The following is an example of a configuration file to set up an XML-based source:

<rsscrawler xmlns="http://xmlns.oracle.com/search/rsscrawlerconfig">  
     <feedLocation>ftp://my.host.com/rss_feeds</feedLocation>
     <feedType>directoryFeed</feedType>
     <errorFileLocation>/tmp/errors</errorFileLocation>
     <securityType>attributeBased</securityType> 
     <sourceName>Contacts</sourceName>
     <securityAttribute name="EMPLOYEE_ID" grant="true"/> 
</rsscrawler> 

Where

  • feedLocation is one of the following:

    • URL of the directory, if the data feed is a directory feed

      This URL should be the FTP URL or the file URL of the directory where the data feeds are located. For example:

      ftp://example.domain.com/relativePathOfDirectory
      file://example.domain.com/c:\dir1\dir2\dir3
      file://example.domain.com//private/home/dir1/dir2/dir3 
      

      File URL if the data feeds are available on the same computer as Oracle SES. The path specified in the URL should be the absolute path of the directory.

      FTP URL to access data feeds on any other computer. The path of the directory in the URL can be absolute or relative. The absolute path should be specified following the slash (/) after the host name in the URL. The relative path should be specified relative to the home directory of the user used to access FTP feeds.

      The user ID used to crawl the source should have write permissions on the directory, so that the data feeds can be deleted after crawl.

    • URL of the control file, if the data feed is a control feed

      This URL can be HTTP, HTTPS, file, or FTP URL. For example:

      http://example.com:7777/context/control.xml
      

      The path in FTP and file protocols can be absolute or relative.

  • feedType indicates the type of feed. Valid values are directoryFeed, controlFeed, and dataFeed.

  • errorFileLocation (optional) specifies the directory where status feeds should be uploaded.

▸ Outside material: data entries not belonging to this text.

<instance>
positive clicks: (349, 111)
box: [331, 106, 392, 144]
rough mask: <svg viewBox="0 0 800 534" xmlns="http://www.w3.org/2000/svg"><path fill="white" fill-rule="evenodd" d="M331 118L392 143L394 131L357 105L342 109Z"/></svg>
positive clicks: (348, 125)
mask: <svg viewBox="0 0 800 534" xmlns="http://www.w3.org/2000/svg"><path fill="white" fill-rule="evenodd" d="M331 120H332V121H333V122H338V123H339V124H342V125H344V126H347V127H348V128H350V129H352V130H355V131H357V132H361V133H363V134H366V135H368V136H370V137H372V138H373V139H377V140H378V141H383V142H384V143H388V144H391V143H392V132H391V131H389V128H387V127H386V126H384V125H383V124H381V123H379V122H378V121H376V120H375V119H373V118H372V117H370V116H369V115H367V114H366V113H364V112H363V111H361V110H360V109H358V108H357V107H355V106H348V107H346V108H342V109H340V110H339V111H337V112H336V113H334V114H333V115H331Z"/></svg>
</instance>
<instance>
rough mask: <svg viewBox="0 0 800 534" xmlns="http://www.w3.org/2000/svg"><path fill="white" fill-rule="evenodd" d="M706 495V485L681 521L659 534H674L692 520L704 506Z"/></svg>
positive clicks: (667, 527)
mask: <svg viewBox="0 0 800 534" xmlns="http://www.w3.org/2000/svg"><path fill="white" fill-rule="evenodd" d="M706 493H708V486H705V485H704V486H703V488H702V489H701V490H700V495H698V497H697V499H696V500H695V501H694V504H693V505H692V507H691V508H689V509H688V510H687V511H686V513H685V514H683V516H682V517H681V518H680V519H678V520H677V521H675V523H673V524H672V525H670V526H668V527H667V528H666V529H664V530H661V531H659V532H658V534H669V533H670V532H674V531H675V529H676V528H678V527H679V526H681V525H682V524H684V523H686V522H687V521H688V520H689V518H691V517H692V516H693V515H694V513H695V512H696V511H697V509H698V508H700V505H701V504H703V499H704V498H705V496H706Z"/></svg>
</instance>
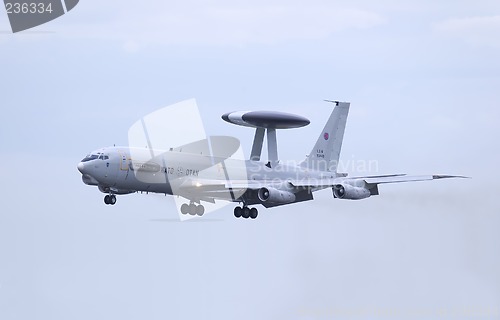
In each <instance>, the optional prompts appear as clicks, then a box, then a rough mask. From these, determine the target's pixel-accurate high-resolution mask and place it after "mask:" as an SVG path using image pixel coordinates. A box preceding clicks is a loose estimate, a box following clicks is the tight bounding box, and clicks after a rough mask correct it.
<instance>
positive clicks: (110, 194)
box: [104, 194, 116, 205]
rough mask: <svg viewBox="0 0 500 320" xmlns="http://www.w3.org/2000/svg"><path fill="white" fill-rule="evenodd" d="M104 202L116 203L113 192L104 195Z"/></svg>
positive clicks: (115, 197) (109, 202) (114, 203)
mask: <svg viewBox="0 0 500 320" xmlns="http://www.w3.org/2000/svg"><path fill="white" fill-rule="evenodd" d="M104 203H105V204H110V205H114V204H115V203H116V196H115V195H114V194H107V195H105V196H104Z"/></svg>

    A status feed is generated to indicate the status of the processing feed. This status feed is named data_feed_file_name.suc or data_feed_file_name.err depending on whether the processing was successful. Any errors encountered are listed in the error status feed. If a value is specified for this parameter, then the status feed is uploaded to this location. Otherwise, the status feed is uploaded to the same location as the data feed.

    The user ID used to access the data feed should have write permission on the directory.

    If feedLocation is an HTTP URL, then errorFileLocation also should be an HTTP URL, to which the status feeds are posted. If no value is specified for errorFileLocation, then the status feeds are posted to the URL given in feedLocation.

    If an error occurs while processing a feed available over file or FTP protocol, then the erroneous feed is renamed filename.prcsdErr in the same directory.

  • sourceName (optional) specifies the name of the source.

  • securityType (optional) specifies the security type. Valid values are the following:

    • noSecurity: There is no security information associated with this source at the document level. This is the default value.

    • identityBased: Identity-based security is used for documents in the feed.

    • attributeBased: Attribute-based security is used for documents in the feed. With this security model, security attributes should be specified in the securityAttribute tag, and the values for these attributes should be specified for each document.

  • securityAttribute specifies attribute-based security. One or more tags of this type should be specified, and each tag should contain the following attributes:

    • name: Name of the security attribute.

    • grant: Boolean parameter indicating whether this is a grant/deny attribute. The security attribute is considered a grant attribute if the value is true and a deny attribute if the value is false.